Power & Market

How to Compare Prices and Progress over the Years

Gold investing

We often scoff at supposedly how cheap things cost in decades gone by. For example, my wife and I recently watched a stage play of Jean Shepherd’s A Christmas Story, set in 1940’s America. (The lead character, Ralphie, wanted a Daisy Red Ryder Air Rifle, but all the adults warned him “you’ll shoot your eye out”). In the stage play, Ralphie’s dad complains to the mother that he had to buy a new car battery at the outrageous price of $6 dollars. This low price got a big laugh, as was intended. A quick internet search found that a DieHard battery costs around $160 or about 27 times as much. But was that 1940’s car battery really so cheap?

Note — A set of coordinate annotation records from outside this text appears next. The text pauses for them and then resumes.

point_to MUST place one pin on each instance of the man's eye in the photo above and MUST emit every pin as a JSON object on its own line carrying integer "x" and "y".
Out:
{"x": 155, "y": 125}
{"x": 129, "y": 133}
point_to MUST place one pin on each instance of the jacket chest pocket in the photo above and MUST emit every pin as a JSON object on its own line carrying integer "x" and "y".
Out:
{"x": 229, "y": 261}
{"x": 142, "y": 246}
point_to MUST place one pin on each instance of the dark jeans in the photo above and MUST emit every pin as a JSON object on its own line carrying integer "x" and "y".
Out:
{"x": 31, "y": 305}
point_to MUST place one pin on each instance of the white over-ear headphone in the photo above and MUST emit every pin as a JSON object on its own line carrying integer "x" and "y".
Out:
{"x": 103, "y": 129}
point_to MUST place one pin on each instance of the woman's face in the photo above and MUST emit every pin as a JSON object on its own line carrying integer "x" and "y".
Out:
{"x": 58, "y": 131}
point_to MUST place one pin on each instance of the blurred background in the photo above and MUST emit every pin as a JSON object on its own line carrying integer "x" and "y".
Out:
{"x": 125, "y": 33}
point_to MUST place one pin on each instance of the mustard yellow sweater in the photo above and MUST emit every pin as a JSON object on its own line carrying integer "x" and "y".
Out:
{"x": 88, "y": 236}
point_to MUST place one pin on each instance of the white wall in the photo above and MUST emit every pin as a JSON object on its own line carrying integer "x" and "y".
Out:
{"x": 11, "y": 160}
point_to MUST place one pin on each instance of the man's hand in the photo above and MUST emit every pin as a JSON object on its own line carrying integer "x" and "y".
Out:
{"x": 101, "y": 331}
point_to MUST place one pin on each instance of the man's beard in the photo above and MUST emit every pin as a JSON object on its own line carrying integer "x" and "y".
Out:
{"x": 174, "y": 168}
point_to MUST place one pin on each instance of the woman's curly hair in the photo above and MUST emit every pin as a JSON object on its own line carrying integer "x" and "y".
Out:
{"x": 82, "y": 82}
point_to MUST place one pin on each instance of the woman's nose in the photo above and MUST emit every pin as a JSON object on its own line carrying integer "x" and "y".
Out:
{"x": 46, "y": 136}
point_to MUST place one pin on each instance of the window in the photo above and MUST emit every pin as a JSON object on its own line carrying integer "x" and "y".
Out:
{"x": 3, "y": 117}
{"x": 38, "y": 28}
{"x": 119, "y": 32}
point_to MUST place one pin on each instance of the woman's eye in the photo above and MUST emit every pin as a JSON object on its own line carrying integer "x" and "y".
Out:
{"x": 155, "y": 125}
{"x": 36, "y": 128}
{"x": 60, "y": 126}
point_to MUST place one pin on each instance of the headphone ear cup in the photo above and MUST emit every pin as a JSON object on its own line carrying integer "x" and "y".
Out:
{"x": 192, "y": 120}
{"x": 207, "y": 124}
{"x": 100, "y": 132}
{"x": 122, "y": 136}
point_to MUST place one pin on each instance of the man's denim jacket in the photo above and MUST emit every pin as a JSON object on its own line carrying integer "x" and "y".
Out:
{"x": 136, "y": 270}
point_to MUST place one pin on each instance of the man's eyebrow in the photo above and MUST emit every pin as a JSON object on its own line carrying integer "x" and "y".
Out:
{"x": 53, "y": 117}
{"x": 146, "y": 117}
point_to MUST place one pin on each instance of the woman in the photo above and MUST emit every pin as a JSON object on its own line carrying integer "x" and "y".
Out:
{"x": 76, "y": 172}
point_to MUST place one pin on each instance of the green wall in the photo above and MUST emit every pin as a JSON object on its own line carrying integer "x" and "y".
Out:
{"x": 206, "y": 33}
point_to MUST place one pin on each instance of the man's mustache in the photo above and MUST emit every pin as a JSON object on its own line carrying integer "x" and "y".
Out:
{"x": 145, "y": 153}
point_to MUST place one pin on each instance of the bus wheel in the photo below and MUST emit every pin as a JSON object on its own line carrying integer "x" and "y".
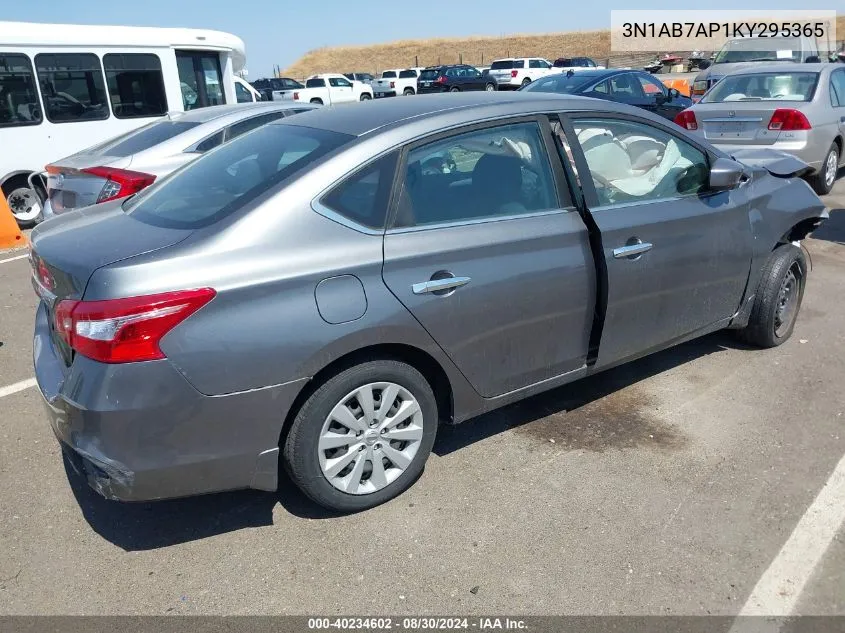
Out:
{"x": 24, "y": 203}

One way to compare prices of similar commodities and services over long periods of time is to convert the nominal prices to ounces of gold. As Alasdair Macleod, of MacleodFinance.com, keeps reminding us, gold is real money. The price of gold established at the Bretton Woods Conference in 1944 for settlement of international central bank trade accounts was $35 per ounce. So that six dollar battery cost 0.17 of an ounce of gold ($6/$35).

Today, that $160 DieHard would cost 0.035 of an ounce of gold at today’s gold price of $4,518 per ounce ($160/$4,518). That means that in 1940’s America Ralphie’s dad paid almost five times as much for what surely was a lower quality battery (0.17/0.035). Had America stayed on the $35 per ounce gold standard, that undoubtedly inferior six dollar batter would cost only $1.23 today ($6/4.86), which is a true indication of economic progress.

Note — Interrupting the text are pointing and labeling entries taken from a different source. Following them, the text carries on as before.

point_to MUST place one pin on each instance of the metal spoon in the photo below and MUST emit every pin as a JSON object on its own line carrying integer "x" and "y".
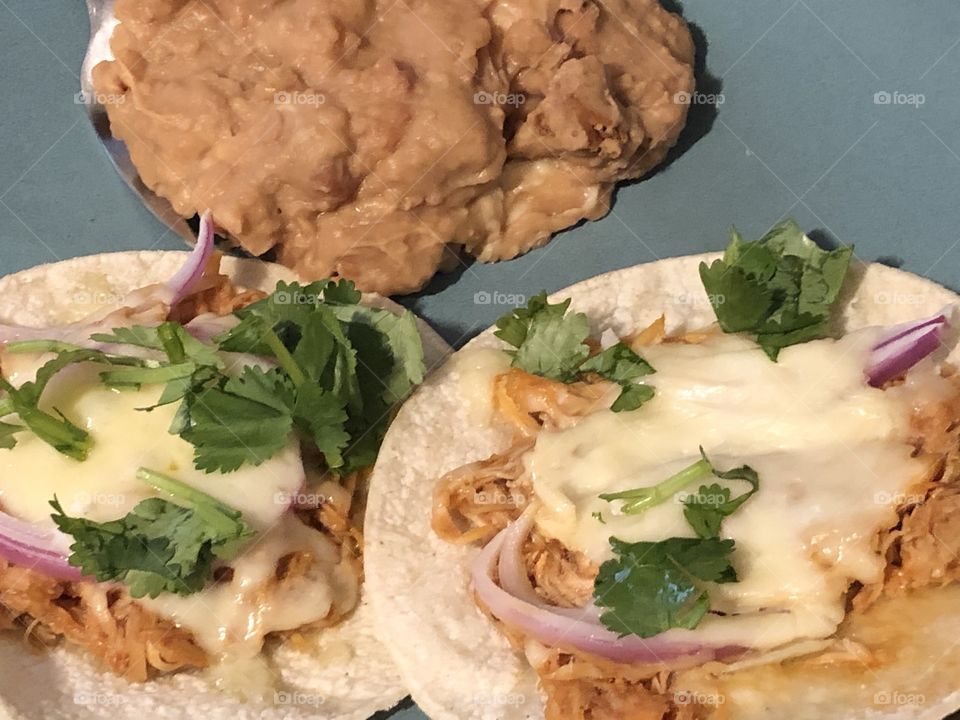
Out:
{"x": 102, "y": 23}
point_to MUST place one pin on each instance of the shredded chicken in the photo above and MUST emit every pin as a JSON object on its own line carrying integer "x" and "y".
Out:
{"x": 530, "y": 402}
{"x": 103, "y": 618}
{"x": 476, "y": 501}
{"x": 922, "y": 550}
{"x": 582, "y": 688}
{"x": 560, "y": 576}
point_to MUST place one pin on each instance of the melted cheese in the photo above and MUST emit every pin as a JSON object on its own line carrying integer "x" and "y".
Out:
{"x": 105, "y": 486}
{"x": 476, "y": 369}
{"x": 236, "y": 615}
{"x": 829, "y": 449}
{"x": 227, "y": 616}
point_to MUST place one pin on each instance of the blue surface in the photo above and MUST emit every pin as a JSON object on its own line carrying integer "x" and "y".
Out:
{"x": 799, "y": 133}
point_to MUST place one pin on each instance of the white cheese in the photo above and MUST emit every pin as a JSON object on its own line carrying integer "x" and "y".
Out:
{"x": 476, "y": 369}
{"x": 831, "y": 453}
{"x": 236, "y": 615}
{"x": 105, "y": 486}
{"x": 232, "y": 615}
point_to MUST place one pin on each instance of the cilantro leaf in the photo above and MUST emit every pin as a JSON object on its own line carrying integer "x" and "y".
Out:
{"x": 58, "y": 432}
{"x": 349, "y": 364}
{"x": 159, "y": 546}
{"x": 548, "y": 342}
{"x": 551, "y": 343}
{"x": 651, "y": 587}
{"x": 620, "y": 364}
{"x": 322, "y": 417}
{"x": 391, "y": 338}
{"x": 706, "y": 510}
{"x": 8, "y": 433}
{"x": 780, "y": 288}
{"x": 246, "y": 421}
{"x": 704, "y": 513}
{"x": 170, "y": 338}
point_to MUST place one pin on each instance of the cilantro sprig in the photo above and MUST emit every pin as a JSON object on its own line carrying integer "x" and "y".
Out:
{"x": 549, "y": 341}
{"x": 704, "y": 510}
{"x": 24, "y": 402}
{"x": 651, "y": 587}
{"x": 161, "y": 545}
{"x": 780, "y": 288}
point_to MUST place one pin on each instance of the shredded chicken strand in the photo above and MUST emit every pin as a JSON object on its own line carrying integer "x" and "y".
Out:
{"x": 105, "y": 620}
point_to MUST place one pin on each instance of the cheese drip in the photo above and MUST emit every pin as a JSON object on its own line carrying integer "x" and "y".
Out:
{"x": 227, "y": 616}
{"x": 831, "y": 453}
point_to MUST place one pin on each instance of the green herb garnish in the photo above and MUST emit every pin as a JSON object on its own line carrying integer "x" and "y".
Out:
{"x": 780, "y": 288}
{"x": 161, "y": 545}
{"x": 704, "y": 511}
{"x": 651, "y": 587}
{"x": 551, "y": 342}
{"x": 342, "y": 369}
{"x": 548, "y": 341}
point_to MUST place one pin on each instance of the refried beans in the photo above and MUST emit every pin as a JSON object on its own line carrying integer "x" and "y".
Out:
{"x": 368, "y": 138}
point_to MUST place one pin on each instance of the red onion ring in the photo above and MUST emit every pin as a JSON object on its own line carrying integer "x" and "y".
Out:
{"x": 552, "y": 628}
{"x": 37, "y": 547}
{"x": 904, "y": 347}
{"x": 190, "y": 273}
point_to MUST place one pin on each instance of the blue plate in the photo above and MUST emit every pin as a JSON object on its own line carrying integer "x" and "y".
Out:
{"x": 844, "y": 115}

From 1944 to the end of 2025, gold has gone up in dollar terms by 129 times ($4,518/$35). The price of that battery has gone up only 27 times ($160/$6). There is a disconnect between the rising price of gold in dollar terms and the rising price of that battery, with the battery price rising much less than the gold price in dollar terms. It is impossible to know how much of this disconnect is related to more efficient battery production or simply the Cantillon effect that new money enters the economy at certain points and filters its way through the economy causing higher nominal prices over time.

We should have no illusions that the dollar price of gold will stabilize near the current level. Since fiat money expansion shows no sign of slowing, we should assume that the price of gold will continue to rise, dragging all dollar prices of fungible goods with it. Government and central bank authorities are flirting with an Austrian School “crack up boom” in which the currency is debased to worthlessness.